Her cousin was right, of course. Apart from the blackout, there was little sign of the war in the tiny village between Oban and Connel. Just sight of the ferry from Achnacroish to Oban and the odd merchant ship making for the Sound of Mull. Certainly there were no aircraft armed with bombs and bullets, their wings heavy with fuel, struggling to take off. The bombers from RAF Holdenby Moor worried Agnes Clitherow. She flinched when they roared overhead, awoke with a start when, in the early hours of the morning, they returned from raids over Germany.

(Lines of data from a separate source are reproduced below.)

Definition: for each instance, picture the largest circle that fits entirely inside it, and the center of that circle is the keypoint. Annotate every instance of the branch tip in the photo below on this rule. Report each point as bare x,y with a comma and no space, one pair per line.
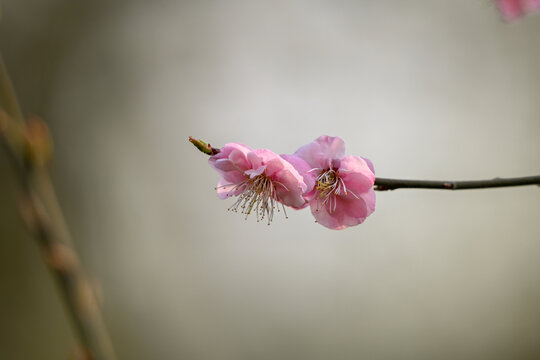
203,147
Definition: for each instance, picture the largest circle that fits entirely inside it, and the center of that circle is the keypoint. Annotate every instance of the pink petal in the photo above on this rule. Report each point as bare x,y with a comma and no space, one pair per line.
319,153
356,174
349,211
254,172
303,169
290,188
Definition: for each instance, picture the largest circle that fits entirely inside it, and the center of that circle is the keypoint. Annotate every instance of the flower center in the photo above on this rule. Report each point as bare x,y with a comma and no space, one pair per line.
259,196
329,186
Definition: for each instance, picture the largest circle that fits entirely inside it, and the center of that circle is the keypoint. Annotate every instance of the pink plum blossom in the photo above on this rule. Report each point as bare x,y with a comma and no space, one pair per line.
259,178
342,193
513,9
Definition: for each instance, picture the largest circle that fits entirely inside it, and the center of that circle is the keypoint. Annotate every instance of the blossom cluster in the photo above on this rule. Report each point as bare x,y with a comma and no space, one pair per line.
337,188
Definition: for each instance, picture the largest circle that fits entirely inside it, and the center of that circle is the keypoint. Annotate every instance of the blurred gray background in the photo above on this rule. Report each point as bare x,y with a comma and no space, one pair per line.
426,89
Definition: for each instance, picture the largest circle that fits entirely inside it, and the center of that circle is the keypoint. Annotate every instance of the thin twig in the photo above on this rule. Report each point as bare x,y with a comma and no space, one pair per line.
383,184
29,146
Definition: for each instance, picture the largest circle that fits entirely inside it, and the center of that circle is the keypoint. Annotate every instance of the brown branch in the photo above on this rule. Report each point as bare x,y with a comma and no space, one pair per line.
383,184
29,147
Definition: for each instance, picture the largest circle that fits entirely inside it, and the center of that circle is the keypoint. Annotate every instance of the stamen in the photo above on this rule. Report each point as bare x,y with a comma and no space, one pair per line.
258,195
329,186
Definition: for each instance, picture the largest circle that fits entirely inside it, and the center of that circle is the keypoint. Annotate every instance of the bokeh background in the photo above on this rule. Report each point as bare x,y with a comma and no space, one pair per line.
426,89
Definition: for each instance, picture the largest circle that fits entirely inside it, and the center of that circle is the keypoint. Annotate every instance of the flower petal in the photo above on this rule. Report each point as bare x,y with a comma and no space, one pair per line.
303,169
356,174
319,153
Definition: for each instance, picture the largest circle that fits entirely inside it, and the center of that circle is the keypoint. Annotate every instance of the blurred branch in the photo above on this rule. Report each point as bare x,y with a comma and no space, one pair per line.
383,184
29,147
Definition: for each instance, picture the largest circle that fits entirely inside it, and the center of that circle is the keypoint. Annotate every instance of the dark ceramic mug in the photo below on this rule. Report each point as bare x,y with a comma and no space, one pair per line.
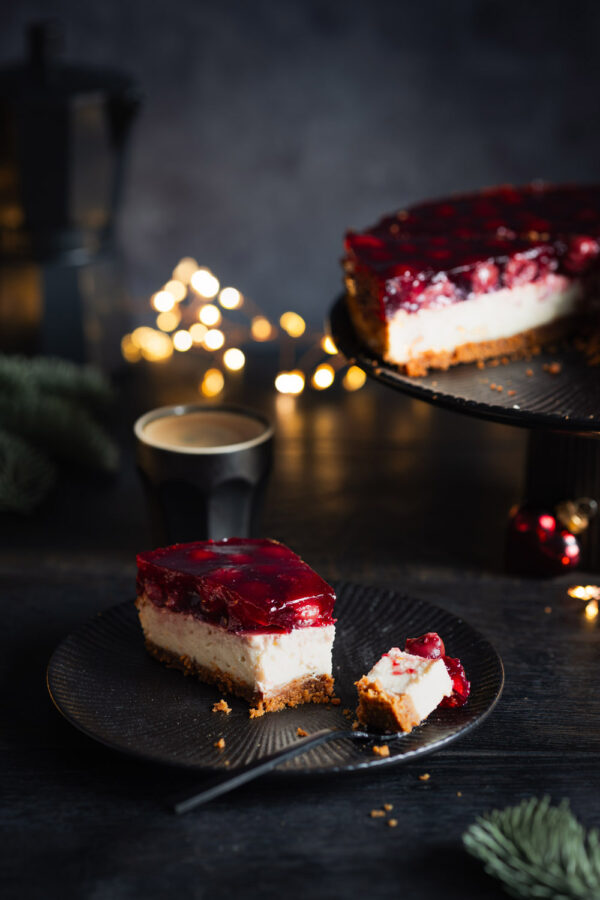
204,470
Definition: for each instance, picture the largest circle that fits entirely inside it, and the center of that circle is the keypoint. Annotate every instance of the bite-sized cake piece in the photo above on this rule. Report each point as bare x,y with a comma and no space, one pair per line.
401,690
475,276
246,614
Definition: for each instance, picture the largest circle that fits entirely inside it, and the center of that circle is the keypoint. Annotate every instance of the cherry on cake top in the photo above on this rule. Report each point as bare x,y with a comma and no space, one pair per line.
437,253
242,584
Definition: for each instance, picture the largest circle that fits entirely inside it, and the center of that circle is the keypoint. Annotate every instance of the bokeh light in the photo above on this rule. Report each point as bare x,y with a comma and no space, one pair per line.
328,346
234,359
290,382
168,321
230,298
354,379
182,341
293,324
212,383
323,377
204,283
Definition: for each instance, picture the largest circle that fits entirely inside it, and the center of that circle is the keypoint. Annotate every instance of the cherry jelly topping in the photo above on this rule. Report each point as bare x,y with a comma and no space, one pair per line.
431,646
440,252
249,585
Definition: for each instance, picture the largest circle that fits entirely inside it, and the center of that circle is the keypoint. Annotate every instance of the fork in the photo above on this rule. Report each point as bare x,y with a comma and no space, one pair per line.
185,802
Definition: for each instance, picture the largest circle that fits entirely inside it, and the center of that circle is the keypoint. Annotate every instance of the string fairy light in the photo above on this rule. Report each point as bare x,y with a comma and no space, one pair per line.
189,315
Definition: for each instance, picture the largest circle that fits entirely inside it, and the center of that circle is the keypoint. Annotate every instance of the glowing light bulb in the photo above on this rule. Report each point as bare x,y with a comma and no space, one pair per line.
261,328
182,341
204,283
184,269
323,377
293,324
129,350
140,336
214,339
163,301
591,610
213,383
210,314
177,289
290,382
198,332
354,379
156,346
168,321
230,298
234,359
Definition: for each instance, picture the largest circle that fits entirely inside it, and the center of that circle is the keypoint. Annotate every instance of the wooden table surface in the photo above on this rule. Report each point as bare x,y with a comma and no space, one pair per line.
370,487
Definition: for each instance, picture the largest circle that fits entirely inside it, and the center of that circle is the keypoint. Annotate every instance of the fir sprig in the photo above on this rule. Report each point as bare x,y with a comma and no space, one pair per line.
538,851
26,475
49,375
61,428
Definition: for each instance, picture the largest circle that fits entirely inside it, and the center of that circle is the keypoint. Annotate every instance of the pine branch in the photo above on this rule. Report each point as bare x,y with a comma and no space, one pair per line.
538,851
54,376
26,476
59,427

‘We are safer here on the west coast. If the invasion comes it will be from the south or the east,’ Margaret had urged and she was right without a doubt. Hitler’s divisions occupied France, Belgium and the Netherlands, had ports and aerodromes there in plenty. ‘Mark my words, Agnes, Hitler will not do the obvious. They are waiting for him to invade the south coast of England but in my opinion he’ll land in Yorkshire or Northumberland. He’s a sly one!’

‘Not for so very much longer?’ Helen’s words cut into the housekeeper’s troubled thoughts. ‘You aren’t ill, Miss Clitherow?’

‘No, milady, but I am getting older, and my cousin has offered me my own room. It’s so peaceful there in Scotland, and safe somehow.’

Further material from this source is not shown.